Maybe AnnaLies can clarify the situation here?

Katy1368 · 04/10/2010 01:17

OMG attack of the rampant co-sleepers and lactivists! The poor guy just wants a bit of time to get his relationship back on track, give him a break. Not everyone likes co-sleeping - I hated it and as soon as I gave up trying we all had a better nights sleep. We are talking about a 17 month old not a newborn - weaning from BF is fine if that's what works for this couple.
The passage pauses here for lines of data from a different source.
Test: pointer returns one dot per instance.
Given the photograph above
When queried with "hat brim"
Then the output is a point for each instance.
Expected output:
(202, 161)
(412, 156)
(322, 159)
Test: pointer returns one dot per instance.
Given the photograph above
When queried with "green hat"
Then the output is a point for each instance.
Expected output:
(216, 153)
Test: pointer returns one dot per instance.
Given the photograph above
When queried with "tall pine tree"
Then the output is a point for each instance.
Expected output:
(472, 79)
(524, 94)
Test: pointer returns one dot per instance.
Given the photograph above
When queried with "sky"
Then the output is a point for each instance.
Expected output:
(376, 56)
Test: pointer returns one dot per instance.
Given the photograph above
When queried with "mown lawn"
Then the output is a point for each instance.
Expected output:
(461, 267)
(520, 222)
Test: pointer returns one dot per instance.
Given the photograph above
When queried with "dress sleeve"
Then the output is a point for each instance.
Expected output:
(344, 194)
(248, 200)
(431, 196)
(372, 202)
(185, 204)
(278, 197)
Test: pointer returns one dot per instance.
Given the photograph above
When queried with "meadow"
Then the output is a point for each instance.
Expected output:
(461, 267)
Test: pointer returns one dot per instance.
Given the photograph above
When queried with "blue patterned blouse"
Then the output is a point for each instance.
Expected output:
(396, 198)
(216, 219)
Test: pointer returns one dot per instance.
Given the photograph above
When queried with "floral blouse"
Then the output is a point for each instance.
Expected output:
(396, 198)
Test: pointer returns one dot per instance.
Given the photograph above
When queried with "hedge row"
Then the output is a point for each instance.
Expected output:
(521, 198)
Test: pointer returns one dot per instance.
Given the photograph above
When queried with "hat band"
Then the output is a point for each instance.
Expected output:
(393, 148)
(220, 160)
Sheesh..

mathanxiety · 04/10/2010 01:33

'Couple' being the operative word though, not just if this works for AnnaLies.

As soon as you gave up trying you felt a lot better. You wanted to give up and therefore you did. AnnaLies' wife has not given up despite months of pleading by him, despite having a nursery all up and ready to go, and another one for when the house is sold apparently, and despite the fact that there is a cot for the toddler in their room. What that suggests to me is that she doesn't want to, and is possibly a 'rampant co-sleeper and lactivist'. If the wife here hated it she would have given it up.

Niecie · 04/10/2010 01:47

mathanxiety - the OP was surprised that babies didn't need milk and that bfing was for comfort not nutrition according to blueshoes. He didn't say what sort of milk and nor did I so I don't see how I can be at odds with his opinions. He wants his DW to stop bfing. I suggested that might not be necessary if it was restricted to only daytimes. I see no contradiction there so
I'm sorry but I still don't understand what you are talking about.

katy1368 - you're right. I'm not surprised he hasn't come back.